It is possible to vary the amount of pore-forming filler through the material, creating a functional grading (shown schematically in Fig. 2), which can be achieved using techniques such as ‘tape casting’; this approach involves processing of fluid suspensions into thin layers that can then be laminated together. Another interesting approach for producing ‘oriented’ porosity is based on freezing of aqueous suspensions. If cooled sufficiently, ice crystals can form in a suspension of fine particles, which tend to grow away from the cooled surface (Fig. 3). The ice growth pattern is dependent upon a variety of parameters, including the suspension characteristics (e.g. viscosity, solids loading, particle size, etc.) and the temperature (i.e. the degree of ‘under-cooling’ below the freezing point of the liquid). The ice is then removed by sublimation, leaving porosity that is a replica of the shapes of the ice crystals that were initially formed.

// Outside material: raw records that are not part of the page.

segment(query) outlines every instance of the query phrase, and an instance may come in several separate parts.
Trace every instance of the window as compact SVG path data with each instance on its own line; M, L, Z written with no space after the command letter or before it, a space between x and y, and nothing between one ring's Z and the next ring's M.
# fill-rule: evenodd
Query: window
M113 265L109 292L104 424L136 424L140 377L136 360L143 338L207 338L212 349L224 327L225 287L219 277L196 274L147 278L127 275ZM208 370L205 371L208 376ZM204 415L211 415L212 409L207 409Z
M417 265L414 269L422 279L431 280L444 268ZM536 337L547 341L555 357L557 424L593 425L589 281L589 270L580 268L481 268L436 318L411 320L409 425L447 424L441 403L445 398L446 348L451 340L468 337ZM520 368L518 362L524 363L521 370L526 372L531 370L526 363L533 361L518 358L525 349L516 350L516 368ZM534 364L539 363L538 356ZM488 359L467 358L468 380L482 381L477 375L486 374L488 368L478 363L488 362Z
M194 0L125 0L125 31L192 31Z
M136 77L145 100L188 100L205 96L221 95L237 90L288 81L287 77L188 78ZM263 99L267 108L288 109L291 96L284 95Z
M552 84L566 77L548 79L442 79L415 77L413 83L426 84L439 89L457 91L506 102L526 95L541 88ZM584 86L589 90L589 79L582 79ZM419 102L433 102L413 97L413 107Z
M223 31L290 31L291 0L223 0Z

While the field of porous ceramics is not new, many advances have been made in recent years, in particular when relating structure and function. Novel approaches to form oriented and graded porosity have been developed, while moderately porous materials have been generated with mechanical properties approaching their dense equivalents. This evolving class of materials has many potential applications, and interest in porous ceramics can be expected to increase in the future. We have truly reached the age of ‘engineering nothing’!